Lead the management and optimisation of cloud infrastructure (AWS), ensuring scalability, security, and reliability while championing best practices.
Design, implement, and maintain Infrastructure as Code (IaC) with tools such as Terraform and CloudFormation, enabling the team to deploy with confidence and agility.
Proactively monitor, troubleshoot, and enhance system performance, availability, and security, ensuring operational excellence across client environments.
Drive the adoption of containerisation and orchestration technologies like Docker and Kubernetes to enable scalable, high-performance solutions.
Improve system observability by implementing advanced logging, monitoring, and alerting with tools such as Prometheus, Grafana, Datadog, CloudWatch and the ELK stack.

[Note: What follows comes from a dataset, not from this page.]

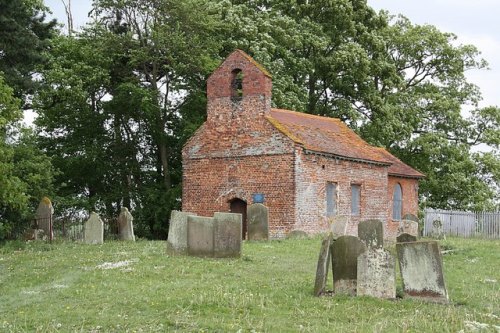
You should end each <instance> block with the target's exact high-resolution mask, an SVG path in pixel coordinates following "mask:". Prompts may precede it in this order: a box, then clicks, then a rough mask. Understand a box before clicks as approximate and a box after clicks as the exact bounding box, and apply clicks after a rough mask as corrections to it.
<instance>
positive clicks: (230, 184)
mask: <svg viewBox="0 0 500 333" xmlns="http://www.w3.org/2000/svg"><path fill="white" fill-rule="evenodd" d="M183 169H184V172H183V188H182V189H183V191H182V210H183V211H186V212H193V213H196V214H198V215H202V216H212V215H213V213H214V212H227V211H229V208H230V201H231V200H232V199H234V198H240V199H242V200H244V201H246V202H247V204H251V203H252V194H254V193H263V194H264V196H265V202H264V204H265V205H266V206H268V207H269V232H270V236H271V237H273V238H277V237H283V236H284V235H285V234H286V233H287V232H288V231H289V230H290V229H291V225H292V224H293V223H294V221H295V210H294V201H295V200H294V199H295V198H294V183H293V181H294V170H293V154H281V155H267V156H246V157H229V158H211V159H192V160H185V161H184V168H183Z"/></svg>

Lead the implementation of security best practices, including IAM, secrets management, and vulnerability assessments.
Collaborate closely with developers to continuously optimise build, deployment, and scaling strategies for seamless integration and continuous delivery.
Automate key operational tasks and apply SRE principles to enhance system reliability, uptime, and overall performance.
Take ownership of incident response and lead root cause analysis for production issues, ensuring swift resolution and ongoing improvement.
AI-Specific Responsibilities
Practise LLMOps: implement prompt versioning, model evaluation pipelines, and controlled promotion gates before anything reaches production.
Instrument beyond standard metrics: design observability for token costs, inference latency, retrieval quality, and model drift detection.
Build agentic resilience: implement rate limiting, circuit breakers, and graceful fallbacks for non-deterministic LLM APIs.
Own inference cost engineering: design throughput management, caching strategy, and cost-per-query alerting to keep AI systems economically viable at scale.
Design AI-native CI/CD pipelines with evaluation harnesses and golden dataset regression tests baked in before any model or prompt change reaches production.
5+ years of hands-on experience in DevOps, SRE, or Cloud Engineering.
Extensive expertise in AWS cloud platforms and services.
Practical experience with Kubernetes and containerisation technologies.
Strong scripting and automation skills with Bash, Python, or Go.
In-depth knowledge of CI/CD tools including Jenkins, GitHub Actions, GitLab CI/CD, and ArgoCD.
Solid experience with Infrastructure as Code tools including Terraform and CloudFormation.
Comprehensive understanding of Linux administration and networking fundamentals.
Experience implementing security best practices including IAM, SSL/TLS, and compliance frameworks such as SOC2, ISO 27001, and GDPR.
Proficiency in monitoring and logging tools including the ELK Stack, Prometheus, Grafana, or Datadog.
Exceptional problem-solving skills and the ability to operate in a fast-moving, ambiguous environment.
Strong communication and collaboration skills to work effectively across cross-functional teams, including client stakeholders.